Closed Bug 368152 Opened 14 years ago Closed 14 years ago

spidermonkey regexp "debugging" mode

Categories

(Core :: JavaScript Engine, defect)

defect
Not set
minor

Tracking

()

RESOLVED FIXED

People

(Reporter: crowderbt, Assigned: crowderbt)

Details

Attachments

(3 files, 4 obsolete files)

Attached patch js_DisassembleRegex and friends (obsolete) — Splinter Review
dis() in the JS shell should be able to handle regular expressions.  This is a first stab at a patch that displays at list of op-codes.  It is probably at least partly wrong.
Attachment #252727 - Flags: review?(mrbkap)
Comment on attachment 252727 [details] [diff] [review]
js_DisassembleRegex and friends

>? jsreops.tbl

This is missing from the diff.

>Index: js.c
>+        if (JSVAL_IS_REGEXP(cx, argv[i])) {
>+            JSRegExp *re = JS_GetPrivate(cx, JSVAL_TO_OBJECT(argv[i]));
>+            js_DisassembleRegex(cx, re);

Probably worth checking for impossible errors from js_DisassembleRegex.
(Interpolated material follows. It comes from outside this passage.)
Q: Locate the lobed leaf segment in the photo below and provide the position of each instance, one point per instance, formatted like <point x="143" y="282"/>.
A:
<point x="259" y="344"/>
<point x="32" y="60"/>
>+            return JS_TRUE;

continue?

>Index: jsregexp.c
>+#ifdef DEBUG
>+const char *reop_names[] = {
>+#define REOP_DEF(opcode, name) name,
>+#include "jsreops.tbl"
>+#undef REOP_DEF
>+    0

Nit: How about NULL, since these are pointers.

>+    do {
>+        op = (REOp)*pc++;
>+        const char *opname = reop_names[op];

This won't compile as C.

>+        printf("%06d:  %s", pc - re->program, opname);
>+        switch (op) {
>+        case REOP_ALTPREREQ:

Nit: In SpiderMonkey, switches use two half-step indentations:
switch (op) {
  case REOP_ALTPREREQ:
    pc += .....;
    break;
  case ...:

>+#endif

Comment this as being for the #ifdef DEBUG?
Attachment #252727 - Flags: review?(mrbkap) → review-
Attached patch v2 (obsolete) — Splinter Review
I added output for FLAT1 and FLAT, too, and made js_DisassembleRegex() take a FILE* parameter ala js_Disassemble()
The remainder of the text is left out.